Monsieur Décheles smiled.

"It is a pleasure which we all share," he declared. "It is more agreeable, without a doubt, to take lunch with Monsieur Carl Freudenberg, and to speak openly, than to exchange long-winded interviews, the true meaning of which is too much concealed by diplomatic verbiage, with the excellent gentleman to whose good offices are intrusted the destinies of Herr Freudenberg's great nation."

"Monsieur," Herr Freudenberg said, "to-day shall be no exception. To-day I speak to you, perhaps, more openly than ever before. To-day I perhaps risk much—yet why not speak the things which are in my heart?"

Monsieur Felix Brant took a cigarette from the box by his elbow, but he felt for it only. His eyes never left the face of his host. Of the three men, he seemed the one least in sympathy with the state of affairs to which Herr Freudenberg had alluded so cheerfully. He watched the man at the head of the table all the time as though every energy of which he was possessed was devoted to the task of reading underneath that suave but impenetrable face.
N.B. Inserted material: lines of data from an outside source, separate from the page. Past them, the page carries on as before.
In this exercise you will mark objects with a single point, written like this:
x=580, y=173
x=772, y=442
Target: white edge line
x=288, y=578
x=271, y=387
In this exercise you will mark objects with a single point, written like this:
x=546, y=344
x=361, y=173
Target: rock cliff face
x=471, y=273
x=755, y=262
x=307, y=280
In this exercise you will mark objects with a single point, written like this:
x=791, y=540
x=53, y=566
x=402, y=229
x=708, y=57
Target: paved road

"Gentlemen," Herr Freudenberg continued, "there have been many misapprehensions between your country and mine. Ten years ago we seemed indeed on the highroad to friendship. It was then—I speak frankly, mind—that your country made the one fatal mistake of recent years. Great Britain, isolated, left behind in the race for power, a weakened and decaying nation, having searched the world over for allies, held out the timorous hand of friendship to you. What evil genius was with your statesmen that day! When the history of these times comes to be written, it is my firm belief that it will be then acknowledged that the genius of the man who reigned over Great Britain at that time was alone responsible for the commencement of what has become a veritable alliance."

Herr Freudenberg paused.

"There is no doubt," Monsieur Décheles asserted calmly, "that the influence of the late king was immense among the people of France. He appealed somehow to their imaginations, a great monarch who was also a bon viveur, who had lived his days in Paris as the others."

Herr Freudenberg nodded thoughtfully.

"He is dead," he said, "and history will write him down as a great king. Do you know that it is one of my theories that morals have nothing to do with government? I doubt whether a more sagacious monarch has ever reigned over that unfortunate country than the one we speak of. So sagacious was he that he even saw the beginning of the end, he saw the things that must come when he looked across the North Sea; and notwithstanding his descent, notwithstanding all the ties which should have allied him with Germany, he hated our people and he hated our country with a prophetic hatred. But we gossip a little, gentlemen. Let me proceed. I want you to realize that the policy of Germany for the last five years has been wholly directed towards securing the friendship of your country. I want you to realize that but for the continual interference of Great Britain you would even now be in a far more favorable position with us than you are to-day. Germany wants nothing in Morocco. Germany's first and greatest wish is for a rich and prosperous France. On the other hand, Germany is loyal to her friendships, and fervent in her hatreds. The country whose humiliation is a solemn charge upon my people is Great Britain and not France."

Monsieur Décheles leaned back in his chair. Monsieur Felix Brant never moved.